The techniques of 35mm film are seductively simple. The process is the same no matter what the camera in use, or how the film will be cut. Conversely, every digital camera might have its own ways of approaching different parts of the process, creating a forest of terminology – gamma, gamut, subsampling – that’s easily mistaken. Let’s follow a picture from the sensor to the recorded file and figure out exactly what all this means.

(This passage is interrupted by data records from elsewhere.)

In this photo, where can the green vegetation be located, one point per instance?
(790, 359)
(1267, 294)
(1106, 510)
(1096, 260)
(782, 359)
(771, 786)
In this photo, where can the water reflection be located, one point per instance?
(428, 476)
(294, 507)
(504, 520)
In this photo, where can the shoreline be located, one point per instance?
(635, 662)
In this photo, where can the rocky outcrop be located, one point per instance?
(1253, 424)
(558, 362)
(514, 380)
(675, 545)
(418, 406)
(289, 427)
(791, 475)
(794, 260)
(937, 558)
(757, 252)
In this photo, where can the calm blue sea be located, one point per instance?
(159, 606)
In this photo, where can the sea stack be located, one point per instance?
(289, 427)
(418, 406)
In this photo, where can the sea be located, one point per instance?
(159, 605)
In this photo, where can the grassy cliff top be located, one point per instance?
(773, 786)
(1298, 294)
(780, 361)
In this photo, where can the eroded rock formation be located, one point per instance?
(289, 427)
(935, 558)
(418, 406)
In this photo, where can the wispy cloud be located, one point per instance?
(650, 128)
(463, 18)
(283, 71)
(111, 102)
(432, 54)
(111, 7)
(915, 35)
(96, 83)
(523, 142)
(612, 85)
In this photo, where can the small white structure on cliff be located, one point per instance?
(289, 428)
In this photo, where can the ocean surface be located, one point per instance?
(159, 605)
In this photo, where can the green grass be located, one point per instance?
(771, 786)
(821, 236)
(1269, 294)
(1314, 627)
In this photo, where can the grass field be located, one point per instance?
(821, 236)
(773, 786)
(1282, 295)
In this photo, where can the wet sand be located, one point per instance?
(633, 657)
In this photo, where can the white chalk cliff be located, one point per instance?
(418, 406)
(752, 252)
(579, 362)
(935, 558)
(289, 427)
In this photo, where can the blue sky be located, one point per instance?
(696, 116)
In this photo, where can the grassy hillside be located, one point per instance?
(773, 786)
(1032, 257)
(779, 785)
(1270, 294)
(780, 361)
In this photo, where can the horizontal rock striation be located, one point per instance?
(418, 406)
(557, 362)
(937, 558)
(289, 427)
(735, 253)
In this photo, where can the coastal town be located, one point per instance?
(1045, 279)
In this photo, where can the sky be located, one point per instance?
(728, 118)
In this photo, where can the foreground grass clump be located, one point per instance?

Most people understand that color pictures are made up of red, green and blue components. There are two main ways that’s done in modern cameras, but for now let’s assume that we have three pictures of the scene as seen through red, green and blue filters, which is how, for instance, TV studio cameras work. The word “gamut” means the same as ever: the complete range of something, the total space something can occupy. The range of colors available is controlled by the specific color filters. In terms of a camera, gamut just means what shade of red, what shade of green and what shade of blue we use.
This has far-reaching consequences. A deep red might be formed with a powerful red signal, with green and blue signals at low level. Once the red is fully on and the green and blue are off, it’s impossible to achieve a deeper red; the deepest available red is the red used in the filters in the camera (or monitor, or projector.) This affects every color the device is capable of handling; if we have a pale, feeble red, it affects our ability to create deep, saturated yellows or magentas as we start to mix that red with green or blue.
Fig 1- Wider gamut on the right image demonstrates more vibrant and intense colors. This isn’t just a function of the camera but is also influenced by the file storage type, processing, and display.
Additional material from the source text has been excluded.